Why a ‘Green Flying Duty’ is vital to combat climate change

(The Independent, 16 Aug 2019) ‘All of us need to fly less, stay longer, and be encouraged towards greener, more sustainable transport’.

In one of her final acts as prime minister, and likely with an eye on her legacy, Theresa May committed the UK to net zero carbon emissions by 2050. It’s proof that politicians are finally starting to engage with the realities around climate change, and is to be welcomed. But this commitment doesn’t go far enough. 

For any carbon reduction plan to be successful, it needs to include the global aviation industry, which if it were a country would be the seventh largest CO2 emitter in the world.

Aviation was able to avoid inclusion in individual states’ action plans under the Kyoto Protocol and Paris Climate Agreement, but with air travel now one of the fastest-growing contributors to greenhouse gas emissions, according to the World Health Organisation, the industry cannot escape the spotlight any longer.

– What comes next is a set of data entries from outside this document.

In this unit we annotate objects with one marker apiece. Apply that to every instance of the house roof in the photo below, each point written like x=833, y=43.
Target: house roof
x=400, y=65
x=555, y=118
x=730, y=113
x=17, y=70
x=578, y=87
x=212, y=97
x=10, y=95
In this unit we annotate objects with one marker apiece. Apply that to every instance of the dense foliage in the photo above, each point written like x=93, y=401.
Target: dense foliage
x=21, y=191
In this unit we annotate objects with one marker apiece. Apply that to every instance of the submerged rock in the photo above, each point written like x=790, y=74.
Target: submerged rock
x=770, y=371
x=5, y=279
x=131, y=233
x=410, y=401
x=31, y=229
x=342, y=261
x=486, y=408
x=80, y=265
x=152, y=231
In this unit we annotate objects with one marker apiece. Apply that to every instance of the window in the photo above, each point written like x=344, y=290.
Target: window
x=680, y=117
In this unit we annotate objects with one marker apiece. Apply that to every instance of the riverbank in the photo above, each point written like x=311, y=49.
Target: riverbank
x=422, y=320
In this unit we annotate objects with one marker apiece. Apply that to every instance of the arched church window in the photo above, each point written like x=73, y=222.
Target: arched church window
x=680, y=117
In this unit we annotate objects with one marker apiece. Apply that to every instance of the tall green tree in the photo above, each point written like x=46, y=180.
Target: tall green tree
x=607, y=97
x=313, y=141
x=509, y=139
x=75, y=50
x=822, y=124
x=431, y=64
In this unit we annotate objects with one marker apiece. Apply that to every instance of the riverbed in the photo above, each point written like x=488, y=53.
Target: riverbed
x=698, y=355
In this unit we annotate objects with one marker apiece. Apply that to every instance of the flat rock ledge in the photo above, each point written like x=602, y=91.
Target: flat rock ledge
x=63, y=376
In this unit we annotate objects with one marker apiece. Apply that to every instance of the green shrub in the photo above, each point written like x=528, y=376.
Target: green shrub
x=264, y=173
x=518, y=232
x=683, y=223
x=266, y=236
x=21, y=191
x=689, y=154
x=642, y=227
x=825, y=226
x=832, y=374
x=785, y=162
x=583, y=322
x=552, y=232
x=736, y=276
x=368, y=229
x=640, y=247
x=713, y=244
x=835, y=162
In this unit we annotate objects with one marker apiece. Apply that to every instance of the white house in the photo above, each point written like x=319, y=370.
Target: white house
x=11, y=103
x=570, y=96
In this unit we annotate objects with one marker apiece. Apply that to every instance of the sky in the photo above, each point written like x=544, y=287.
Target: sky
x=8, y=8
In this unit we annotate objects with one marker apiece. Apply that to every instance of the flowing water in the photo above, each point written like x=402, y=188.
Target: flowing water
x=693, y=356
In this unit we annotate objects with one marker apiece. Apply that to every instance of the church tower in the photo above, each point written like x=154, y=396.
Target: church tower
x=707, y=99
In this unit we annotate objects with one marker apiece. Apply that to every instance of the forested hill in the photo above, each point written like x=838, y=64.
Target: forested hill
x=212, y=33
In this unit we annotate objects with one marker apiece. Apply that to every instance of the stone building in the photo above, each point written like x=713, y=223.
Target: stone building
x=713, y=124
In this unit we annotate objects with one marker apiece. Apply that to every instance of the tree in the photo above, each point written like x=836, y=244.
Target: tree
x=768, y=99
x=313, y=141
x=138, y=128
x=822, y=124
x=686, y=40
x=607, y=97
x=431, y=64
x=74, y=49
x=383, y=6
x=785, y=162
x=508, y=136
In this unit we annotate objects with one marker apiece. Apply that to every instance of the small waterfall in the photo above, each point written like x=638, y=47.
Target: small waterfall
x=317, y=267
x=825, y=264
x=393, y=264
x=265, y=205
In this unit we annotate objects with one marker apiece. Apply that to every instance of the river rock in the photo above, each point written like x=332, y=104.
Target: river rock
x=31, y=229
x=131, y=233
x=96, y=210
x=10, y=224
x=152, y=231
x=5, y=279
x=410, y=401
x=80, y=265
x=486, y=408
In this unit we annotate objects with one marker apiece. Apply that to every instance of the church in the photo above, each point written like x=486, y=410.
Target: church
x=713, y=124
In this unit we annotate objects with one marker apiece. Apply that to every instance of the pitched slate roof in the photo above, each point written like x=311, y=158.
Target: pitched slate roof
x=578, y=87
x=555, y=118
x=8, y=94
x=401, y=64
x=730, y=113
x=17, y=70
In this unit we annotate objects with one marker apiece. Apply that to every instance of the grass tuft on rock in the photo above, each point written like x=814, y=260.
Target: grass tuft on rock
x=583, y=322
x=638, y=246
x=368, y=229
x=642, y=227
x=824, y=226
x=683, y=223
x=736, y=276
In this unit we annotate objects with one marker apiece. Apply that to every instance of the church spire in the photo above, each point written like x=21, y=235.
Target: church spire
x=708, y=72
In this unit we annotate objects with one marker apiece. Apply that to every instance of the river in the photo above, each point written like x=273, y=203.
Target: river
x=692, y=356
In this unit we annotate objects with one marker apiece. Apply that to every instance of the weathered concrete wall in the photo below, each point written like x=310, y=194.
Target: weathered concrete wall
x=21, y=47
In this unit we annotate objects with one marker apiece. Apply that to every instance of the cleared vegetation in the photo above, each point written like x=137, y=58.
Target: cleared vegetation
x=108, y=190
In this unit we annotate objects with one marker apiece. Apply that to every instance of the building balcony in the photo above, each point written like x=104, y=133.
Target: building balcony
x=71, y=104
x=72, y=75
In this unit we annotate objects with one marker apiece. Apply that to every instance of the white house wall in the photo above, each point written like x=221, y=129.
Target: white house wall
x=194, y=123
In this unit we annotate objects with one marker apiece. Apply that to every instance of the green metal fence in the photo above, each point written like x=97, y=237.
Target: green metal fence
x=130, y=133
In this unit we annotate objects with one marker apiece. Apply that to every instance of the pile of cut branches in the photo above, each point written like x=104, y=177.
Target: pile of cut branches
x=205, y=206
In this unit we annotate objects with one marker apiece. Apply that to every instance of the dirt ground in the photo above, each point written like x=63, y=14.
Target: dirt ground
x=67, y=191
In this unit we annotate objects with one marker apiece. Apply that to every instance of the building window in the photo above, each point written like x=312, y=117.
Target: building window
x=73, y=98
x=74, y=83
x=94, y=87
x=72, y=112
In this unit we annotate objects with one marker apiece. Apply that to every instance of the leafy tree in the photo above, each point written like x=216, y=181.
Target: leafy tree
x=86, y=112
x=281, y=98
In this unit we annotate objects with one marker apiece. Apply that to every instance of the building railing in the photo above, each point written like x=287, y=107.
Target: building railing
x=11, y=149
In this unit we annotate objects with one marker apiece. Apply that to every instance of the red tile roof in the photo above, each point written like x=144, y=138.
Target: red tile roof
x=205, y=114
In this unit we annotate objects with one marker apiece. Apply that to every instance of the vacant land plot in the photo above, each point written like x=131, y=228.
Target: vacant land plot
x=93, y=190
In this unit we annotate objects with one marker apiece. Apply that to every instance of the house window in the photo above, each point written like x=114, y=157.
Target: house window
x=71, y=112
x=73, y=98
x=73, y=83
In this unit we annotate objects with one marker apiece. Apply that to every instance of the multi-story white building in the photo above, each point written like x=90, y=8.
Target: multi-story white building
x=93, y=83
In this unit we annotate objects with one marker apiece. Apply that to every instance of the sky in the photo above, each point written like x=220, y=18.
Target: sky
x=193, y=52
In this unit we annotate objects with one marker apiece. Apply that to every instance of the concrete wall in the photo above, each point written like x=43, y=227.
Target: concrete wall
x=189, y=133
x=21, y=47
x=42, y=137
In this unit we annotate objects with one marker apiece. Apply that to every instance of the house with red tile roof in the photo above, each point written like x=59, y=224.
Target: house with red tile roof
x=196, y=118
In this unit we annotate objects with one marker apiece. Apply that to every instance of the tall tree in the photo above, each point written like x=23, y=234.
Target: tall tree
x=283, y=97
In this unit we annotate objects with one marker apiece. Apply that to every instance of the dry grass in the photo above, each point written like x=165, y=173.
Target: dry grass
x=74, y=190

Cheap flights and hidden costs

Over the last few decades, we’ve become used to being able to jet off around the world at short notice, in some cases at ludicrously little cost: Rome, for the price of a couple of pizzas and a bottle of average wine? The cheap flights that drive demand for air travel are no miracle though. They exist as a direct result of the huge tax breaks on international aviation fuel enjoyed by airlines. Not all of us fly, but we all pay.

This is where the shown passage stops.